Esse é um dos pontos no radar do relator no Senado, Izalci Lucas. Segundo ele, ao menos 13 instituições que debatem o lobby vão participar das audiências públicas sobre o projeto. Além disso, ele pretende convidar representantes de estados e municípios para a discussão.
— A ideia é fazer um projeto que seja realmente nacional, por isso precisamos ouvir todo mundo. Para tirar essa atividade do submundo precisamos aprimorar o texto no Senado — disse Izalci.
Outra lacuna apontada por especialistas é a falta de precisão, no projeto aprovado, sobre quais autoridades deverão publicar as agendas com lobistas, e da obrigatoriedade para que essa divulgação seja feita com antecedência. O texto enviado ao Senado prevê apenas que as agendas com lobistas deverão ser divulgadas no Sistema Eletrônico de Agendas do Poder Executivo (e-Agendas).
Professor de Direito Constitucional da Universidade do Estado do Rio de Janeiro (Uerj), Rodrigo Brandão aponta ainda que falta ao projeto um diálogo com a Lei de Acesso à Informação (LAI), principal mecanismo que regulamenta o direito de acesso dos cidadãos aos dados da administração pública.
— Sem aprimorar esses pontos a lei pode perder a oportunidade de proteger grupos mais frágeis, com menos acesso direto ao poder — aponta Brandão.

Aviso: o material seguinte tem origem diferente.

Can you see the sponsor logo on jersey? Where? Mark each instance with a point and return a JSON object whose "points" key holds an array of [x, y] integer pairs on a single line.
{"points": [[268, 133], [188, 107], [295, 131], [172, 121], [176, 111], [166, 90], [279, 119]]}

Ao GLOBO, a Controladoria Geral da União (CGU) afirmou que já iniciou diálogo junto ao Senado e se dispôs a atuar ativamente nos debates. “A regulamentação do lobby tem papel importante no que diz respeito à promoção da integridade (prevalência do interesse público sobre os interesses privados)”, disse o órgão em nota.
Presidente da Associação Brasileira de Relações Institucionais e Governamentais (Abrig), que reúne lobistas, Carolina Venuto elogia a proposta aprovada na Câmara. Ela defende a importância da aprovação da lei para tirar a atividade de um limbo jurídico.
— É preciso uma lei para criar regras que vão desde códigos de conduta até a definição de eventuais infrações de ambos os lados. Para além da transparência, regras claras aplicáveis a todo mundo democratizam a atividade — defende Venuto.